Author Lisa Wiechmann MD
The first documentation of paget’s disease was carried out by John of Ardenne in 1307 who described nipple ulceration in a male priest that evolved into breast cancer. In 1874 Sir James Paget documented the association of the ulceration of the nipple with an underlying breast cancer in 15 patients, but erroneously speculated that the skin condition was benign. Such a conclusion was then rectified in 1881 by Thin who concluded that the skin condition was a malignancy.
There are two main theories for the origin of Paget’s disease of the nipple: the epidermotropic theory ( Paget cells arise in breast ducts and migrate to the epidermis) and the intraepidermal transformation theory ( Paget cells arise from the terminal portion of the lactiferous duct). The first theory is supported by the fact that more than 97% of patients with Paget’s disease of the nipple have an underlying breast carcinoma.

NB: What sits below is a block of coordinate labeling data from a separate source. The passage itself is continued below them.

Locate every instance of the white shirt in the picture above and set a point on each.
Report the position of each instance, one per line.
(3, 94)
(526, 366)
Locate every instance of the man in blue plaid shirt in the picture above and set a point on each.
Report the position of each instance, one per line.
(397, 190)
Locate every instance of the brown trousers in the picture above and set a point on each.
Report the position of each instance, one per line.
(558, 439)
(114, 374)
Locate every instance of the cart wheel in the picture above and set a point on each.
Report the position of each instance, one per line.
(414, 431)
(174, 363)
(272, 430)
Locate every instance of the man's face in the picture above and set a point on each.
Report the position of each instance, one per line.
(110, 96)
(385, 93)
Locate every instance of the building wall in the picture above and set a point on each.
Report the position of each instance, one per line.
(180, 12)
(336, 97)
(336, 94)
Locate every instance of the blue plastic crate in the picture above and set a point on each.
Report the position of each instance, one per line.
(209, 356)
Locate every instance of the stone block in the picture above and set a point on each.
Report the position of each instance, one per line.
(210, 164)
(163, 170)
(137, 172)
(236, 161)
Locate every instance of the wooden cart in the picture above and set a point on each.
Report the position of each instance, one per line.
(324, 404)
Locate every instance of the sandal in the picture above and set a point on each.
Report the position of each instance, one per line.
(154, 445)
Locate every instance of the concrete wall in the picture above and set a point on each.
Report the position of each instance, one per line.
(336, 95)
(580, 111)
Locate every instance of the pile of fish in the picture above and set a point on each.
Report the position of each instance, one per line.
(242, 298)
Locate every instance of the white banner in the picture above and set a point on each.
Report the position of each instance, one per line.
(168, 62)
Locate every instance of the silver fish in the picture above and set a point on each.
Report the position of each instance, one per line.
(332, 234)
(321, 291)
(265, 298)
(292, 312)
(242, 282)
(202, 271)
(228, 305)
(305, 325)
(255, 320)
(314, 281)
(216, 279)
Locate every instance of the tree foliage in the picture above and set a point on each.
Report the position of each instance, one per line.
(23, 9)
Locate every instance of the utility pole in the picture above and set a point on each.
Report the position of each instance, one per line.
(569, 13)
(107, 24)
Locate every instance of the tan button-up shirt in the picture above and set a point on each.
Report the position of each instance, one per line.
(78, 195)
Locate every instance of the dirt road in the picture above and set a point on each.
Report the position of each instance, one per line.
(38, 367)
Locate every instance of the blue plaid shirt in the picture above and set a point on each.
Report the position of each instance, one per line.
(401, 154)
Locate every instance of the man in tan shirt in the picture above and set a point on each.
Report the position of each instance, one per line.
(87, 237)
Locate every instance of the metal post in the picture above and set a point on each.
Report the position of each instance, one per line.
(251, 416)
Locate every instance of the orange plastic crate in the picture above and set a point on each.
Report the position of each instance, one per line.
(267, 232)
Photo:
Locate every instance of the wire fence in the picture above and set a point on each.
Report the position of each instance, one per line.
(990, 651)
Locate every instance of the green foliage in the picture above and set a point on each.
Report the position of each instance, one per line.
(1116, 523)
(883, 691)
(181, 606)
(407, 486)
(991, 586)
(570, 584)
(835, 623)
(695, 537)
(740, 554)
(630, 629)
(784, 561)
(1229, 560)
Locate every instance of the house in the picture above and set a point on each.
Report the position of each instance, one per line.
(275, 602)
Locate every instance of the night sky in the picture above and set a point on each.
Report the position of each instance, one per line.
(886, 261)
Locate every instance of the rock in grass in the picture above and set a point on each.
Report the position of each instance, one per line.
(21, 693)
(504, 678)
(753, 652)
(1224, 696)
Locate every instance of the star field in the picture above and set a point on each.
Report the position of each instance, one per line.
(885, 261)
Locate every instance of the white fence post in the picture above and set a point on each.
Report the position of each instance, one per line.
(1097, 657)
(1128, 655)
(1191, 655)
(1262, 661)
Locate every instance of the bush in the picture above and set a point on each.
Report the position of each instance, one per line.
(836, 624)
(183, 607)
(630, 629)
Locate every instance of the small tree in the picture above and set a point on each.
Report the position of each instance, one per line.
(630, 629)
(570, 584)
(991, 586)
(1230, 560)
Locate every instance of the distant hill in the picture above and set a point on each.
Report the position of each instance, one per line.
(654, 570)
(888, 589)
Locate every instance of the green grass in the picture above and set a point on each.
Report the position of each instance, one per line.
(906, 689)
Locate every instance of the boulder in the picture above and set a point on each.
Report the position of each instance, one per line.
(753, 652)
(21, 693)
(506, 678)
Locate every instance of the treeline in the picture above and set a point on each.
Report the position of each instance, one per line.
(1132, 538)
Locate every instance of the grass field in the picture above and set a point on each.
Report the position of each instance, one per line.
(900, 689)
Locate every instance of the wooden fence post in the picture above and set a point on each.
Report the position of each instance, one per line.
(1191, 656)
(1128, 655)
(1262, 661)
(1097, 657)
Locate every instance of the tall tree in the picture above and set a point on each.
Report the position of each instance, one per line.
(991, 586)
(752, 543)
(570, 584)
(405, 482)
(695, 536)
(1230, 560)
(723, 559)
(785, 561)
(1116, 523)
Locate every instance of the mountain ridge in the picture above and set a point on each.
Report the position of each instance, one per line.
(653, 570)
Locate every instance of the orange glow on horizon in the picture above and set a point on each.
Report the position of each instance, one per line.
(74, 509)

Paget’s disease typically presents as erythema and scaling of the nipple skin that progresses to crusting, skin erosion and ulceration if left untreated. Symptoms may include pruritus, tingling, hypersensitivity, burning or pain. Many diseases must be included when differentiating Paget’s disease from other conditions that lead to erythema and scaling of the skin. The differential diagnosis therefore includes: eczema, contact dermatitis, postradiation dermatitis, and Paget’s disease. Bilateral changes are most consistent with eczema and contact dermatitis. Less common differential diagnoses include nipple adenoma and a variety of skin cancers ( melanoma, Merkel cell carcinoma, basal cell carcinoma, squamous cell carcinoma).
Diagnosis is obtained in a variety of ways including scrape cytology, shave biopsy, 2mm punch biopsy, wedge incisional biopsy or nipple excision. Immunohistologic staining is useful in the differentiation of Paget’s ( + for keratins- CK-7, CAM-5.2, + for S100) from other malignancies.
The typical histologic appearance of the Paget cell is that of a large pale-staining cell with round or oval nuclei and prominent nucleoli ( as shown below). Paget cells are between the normal keratinocytes of the nipple epidermis ( single cells in superficial layers and clusters near the basement membrane.
Paget’s disease is diagnosed pathologically more frequently than it is clinically . Its clinical incidence ranges from 0.5% to 2.8% (mean 1.3%) whereas its pathological incidence is approximately 4%.
Treatmetn of Paget’s disease varies depending on the presence of underlying breast carcinoma or DCIS. Mammogrephic evaluation looking for evidence of breast cancer is therefore part of the routine evaluation of patients with Paget’s disease (bilateral mammograms). If available, preoperative MRI of the breast can identify occult disease. When possible breast conserving surgical intervention should be considered. THe combination of radiation to breast conserving surgery has been shown to decrease recurrence rates. For patients undergoing mastectomy or breast preservation, the decision of evaluation and treatment of axillary nodes should be reserved for invasive breast cancers.